The overall attack rate, the percentage of individuals who will get sick during an outbreak in a given population, may be the one disease characteristic of most interest to public health authorities, and the attack rate is the characteristic that appears to be most plausibly predicted by using estimates of *R*_{0}. Figure 3 shows attack rates for a given basic reproductive number using SIR and SEIR models; the plotted curve has been formally derived and shown to be a transcendental equation.^{19} In more complex epidemiological models, however, it is unclear how to estimate *R*_{0}; and predicting attack rates may no longer be possible using *R*_{0} alone.

To predict the duration of an epidemic, *R*_{0} may also be applied successfully (Figure 4a), as the epidemic duration (measured here as the time between the occurrence of 5% and 95% cumulative incidence) is not dependent on *N*. However, this relationship does not hold for SEIR models (Figure 4b), as the latency period has dramatic effects on the persistence of the epidemic. As the latency period increases, the generation time increases, protracting the duration of the epidemic. Conversely, as the latency period decreases, the model behaves increasingly like an SIR model.

Moreover, even if the overall generation time, defined here as the sum of the infectious and latent periods (1/γ + 1/ν), is known, the individual values of γ and ν may still be unknown. Without specific values for these individual parameters, it is fair to question the validity of the generation time, which subsequently affects the utility of a given model. A review of the generation times and reproductive number estimates for the 2009 H1N1 pandemic concluded that, when the individual components of the generation time were assessed, researchers underestimated generation time in outbreaks in Canada and Mexico.^{20} These findings suggest that estimation of these individual parameters is needed before epidemic speed can be accurately calculated.

Likewise, the speed with which an epidemic reaches certain benchmarks is critically dependent on *N*, β, and γ (Figure 5), not simply on *R*_{0}. As population size *N* increases, the time it takes to reach a cumulative incidence rate of, for example, 5%, increases concomitantly. An intuitive explanation is that it takes longer for 5% of a large population to become infected than the same percentage of a small population.

In a similar way, the transmission rate and recovery rate play a crucial role in the overall speed of the epidemic (Figure 5). As the transmission rate increases, the pace of epidemic spread increases dramatically, while the recovery rate decreases to maintain a fixed *R*_{0}; decreasing the recovery rate corresponds to a decrease in generation time and an increase in wave speed (as long a latency period is held constant). Focusing on the time to peak incidence, we examined the effect of allowing *R*_{0} to change by varying the transmission and recovery rates (Figure 6). We found that, regardless of the value of *R*_{0}, the time to peak incidence depended on the individual values of β and γ; however, these effects are minimized for small reproductive numbers and maximized for large reproductive numbers.
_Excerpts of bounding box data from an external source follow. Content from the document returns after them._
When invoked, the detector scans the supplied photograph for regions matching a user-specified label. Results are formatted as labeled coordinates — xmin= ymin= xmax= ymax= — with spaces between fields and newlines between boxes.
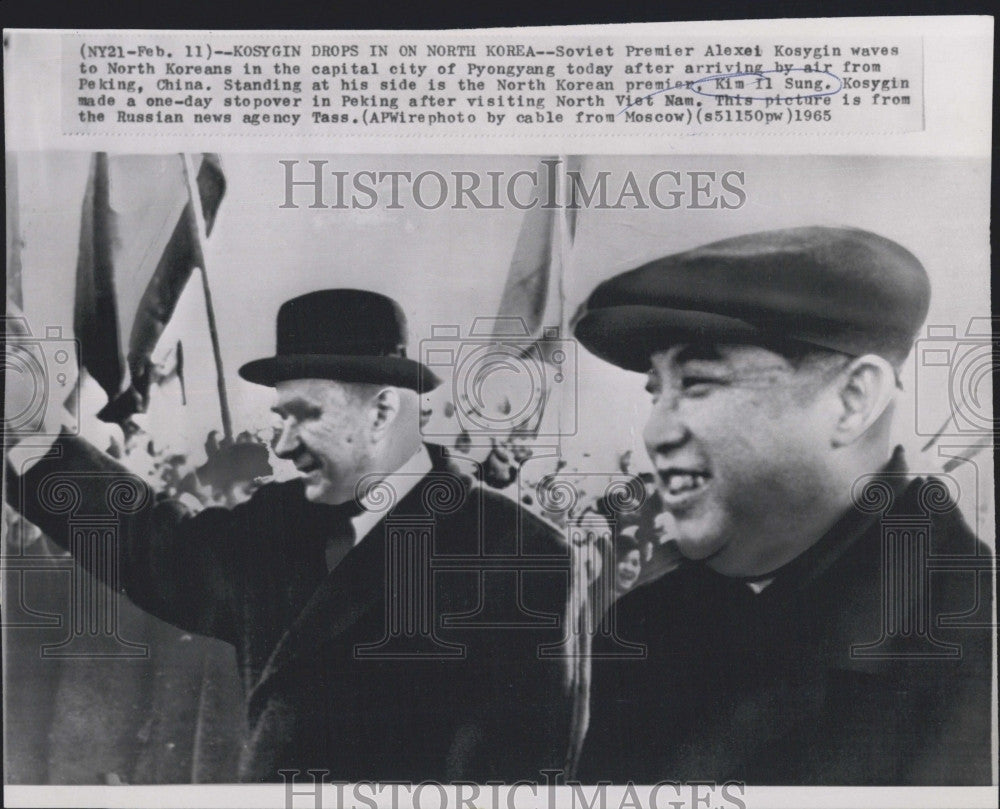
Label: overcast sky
xmin=9 ymin=152 xmax=989 ymax=524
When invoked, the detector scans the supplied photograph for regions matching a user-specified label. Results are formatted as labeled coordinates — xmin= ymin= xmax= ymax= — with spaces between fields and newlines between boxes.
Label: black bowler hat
xmin=240 ymin=289 xmax=441 ymax=393
xmin=573 ymin=227 xmax=930 ymax=372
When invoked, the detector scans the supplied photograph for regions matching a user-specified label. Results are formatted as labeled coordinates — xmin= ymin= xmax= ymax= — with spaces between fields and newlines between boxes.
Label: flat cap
xmin=573 ymin=227 xmax=930 ymax=372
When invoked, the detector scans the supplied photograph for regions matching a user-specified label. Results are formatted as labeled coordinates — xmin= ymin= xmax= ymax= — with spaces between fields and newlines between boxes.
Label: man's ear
xmin=372 ymin=388 xmax=401 ymax=439
xmin=832 ymin=354 xmax=896 ymax=447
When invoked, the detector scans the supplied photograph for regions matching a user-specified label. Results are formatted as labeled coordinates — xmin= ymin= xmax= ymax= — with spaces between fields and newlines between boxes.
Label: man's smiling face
xmin=272 ymin=379 xmax=370 ymax=504
xmin=643 ymin=343 xmax=831 ymax=575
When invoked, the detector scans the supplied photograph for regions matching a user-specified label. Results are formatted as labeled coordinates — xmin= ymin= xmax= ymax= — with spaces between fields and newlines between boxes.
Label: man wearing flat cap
xmin=11 ymin=289 xmax=571 ymax=783
xmin=574 ymin=227 xmax=993 ymax=785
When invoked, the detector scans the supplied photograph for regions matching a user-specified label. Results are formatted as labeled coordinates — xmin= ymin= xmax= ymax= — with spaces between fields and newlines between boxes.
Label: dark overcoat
xmin=13 ymin=436 xmax=571 ymax=782
xmin=580 ymin=452 xmax=995 ymax=785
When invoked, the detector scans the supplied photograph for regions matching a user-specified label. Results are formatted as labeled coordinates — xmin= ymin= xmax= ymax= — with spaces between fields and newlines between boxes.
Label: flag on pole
xmin=73 ymin=152 xmax=225 ymax=424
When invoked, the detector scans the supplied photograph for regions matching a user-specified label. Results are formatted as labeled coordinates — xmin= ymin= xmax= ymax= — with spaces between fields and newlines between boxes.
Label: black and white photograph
xmin=0 ymin=17 xmax=997 ymax=809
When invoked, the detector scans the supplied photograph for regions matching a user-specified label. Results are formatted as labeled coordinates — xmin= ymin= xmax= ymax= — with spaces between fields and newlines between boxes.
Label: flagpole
xmin=181 ymin=154 xmax=233 ymax=443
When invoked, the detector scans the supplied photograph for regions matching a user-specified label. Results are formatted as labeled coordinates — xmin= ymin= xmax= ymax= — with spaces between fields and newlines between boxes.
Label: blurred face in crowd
xmin=644 ymin=343 xmax=837 ymax=575
xmin=272 ymin=379 xmax=371 ymax=504
xmin=615 ymin=548 xmax=642 ymax=593
xmin=217 ymin=479 xmax=260 ymax=508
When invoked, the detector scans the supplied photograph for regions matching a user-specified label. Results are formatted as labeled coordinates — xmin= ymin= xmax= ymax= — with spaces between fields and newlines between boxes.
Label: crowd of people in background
xmin=4 ymin=408 xmax=679 ymax=608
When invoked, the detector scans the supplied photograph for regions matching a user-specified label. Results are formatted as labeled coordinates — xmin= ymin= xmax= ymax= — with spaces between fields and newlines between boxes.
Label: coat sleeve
xmin=8 ymin=435 xmax=248 ymax=642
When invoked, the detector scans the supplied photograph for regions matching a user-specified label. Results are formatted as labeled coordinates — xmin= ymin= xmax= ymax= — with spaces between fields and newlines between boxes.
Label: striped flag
xmin=73 ymin=152 xmax=225 ymax=424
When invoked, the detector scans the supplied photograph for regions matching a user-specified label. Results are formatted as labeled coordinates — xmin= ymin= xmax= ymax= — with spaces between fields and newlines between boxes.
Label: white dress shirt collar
xmin=351 ymin=444 xmax=434 ymax=545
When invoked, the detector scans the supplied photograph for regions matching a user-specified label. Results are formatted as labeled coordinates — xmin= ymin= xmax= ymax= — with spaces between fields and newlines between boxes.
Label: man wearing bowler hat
xmin=574 ymin=227 xmax=995 ymax=785
xmin=7 ymin=289 xmax=571 ymax=782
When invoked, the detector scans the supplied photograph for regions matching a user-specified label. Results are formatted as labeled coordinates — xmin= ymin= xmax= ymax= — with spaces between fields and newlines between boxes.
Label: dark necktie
xmin=326 ymin=500 xmax=363 ymax=572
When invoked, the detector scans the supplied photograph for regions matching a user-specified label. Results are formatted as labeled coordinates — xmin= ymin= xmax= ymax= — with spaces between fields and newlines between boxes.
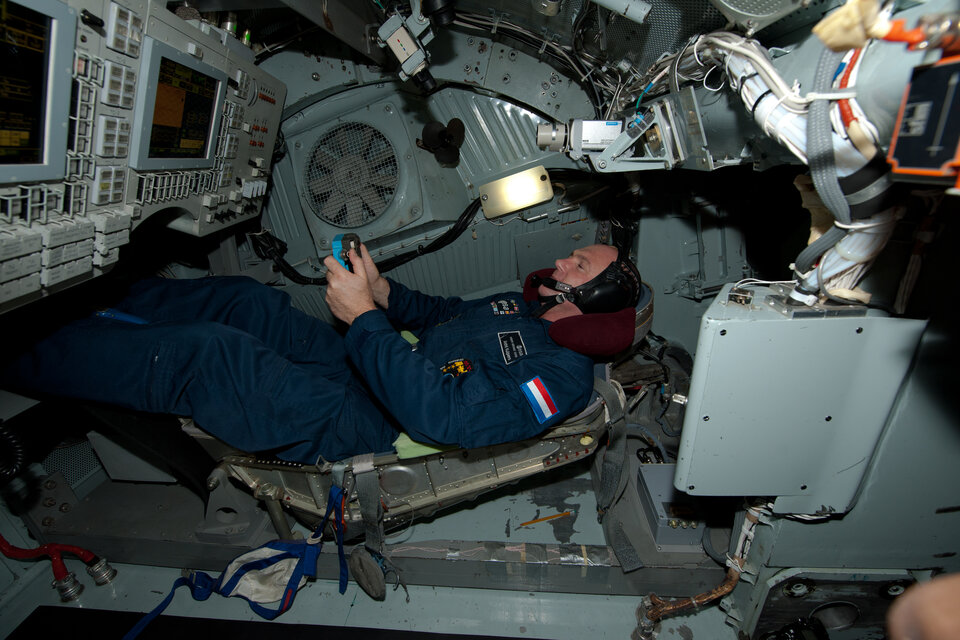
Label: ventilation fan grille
xmin=303 ymin=122 xmax=398 ymax=229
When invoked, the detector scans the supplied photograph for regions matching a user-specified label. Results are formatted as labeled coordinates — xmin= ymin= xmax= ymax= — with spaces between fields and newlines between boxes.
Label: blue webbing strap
xmin=326 ymin=485 xmax=350 ymax=594
xmin=123 ymin=486 xmax=349 ymax=640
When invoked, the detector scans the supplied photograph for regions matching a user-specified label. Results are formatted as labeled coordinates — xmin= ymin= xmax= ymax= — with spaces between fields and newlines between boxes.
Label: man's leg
xmin=2 ymin=318 xmax=396 ymax=462
xmin=118 ymin=276 xmax=349 ymax=381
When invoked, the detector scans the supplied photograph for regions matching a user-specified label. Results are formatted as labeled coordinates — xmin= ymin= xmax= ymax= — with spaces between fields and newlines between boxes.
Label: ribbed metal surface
xmin=724 ymin=0 xmax=794 ymax=16
xmin=430 ymin=91 xmax=547 ymax=183
xmin=303 ymin=122 xmax=398 ymax=229
xmin=41 ymin=440 xmax=100 ymax=487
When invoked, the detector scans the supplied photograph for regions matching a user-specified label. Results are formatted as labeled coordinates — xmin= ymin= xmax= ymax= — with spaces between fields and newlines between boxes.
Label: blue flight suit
xmin=0 ymin=277 xmax=592 ymax=463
In the discussed framework of simple SIR and SEIR models, we concluded that the basic reproductive number alone provides little information regarding the duration, generation time, speed of epidemic, and overall timing of an infectious disease such as influenza. Rather, we propose that the values of individual parameters are more critical to understanding the disease dynamics and may be more valuable to policy officials in mounting an effective public health response.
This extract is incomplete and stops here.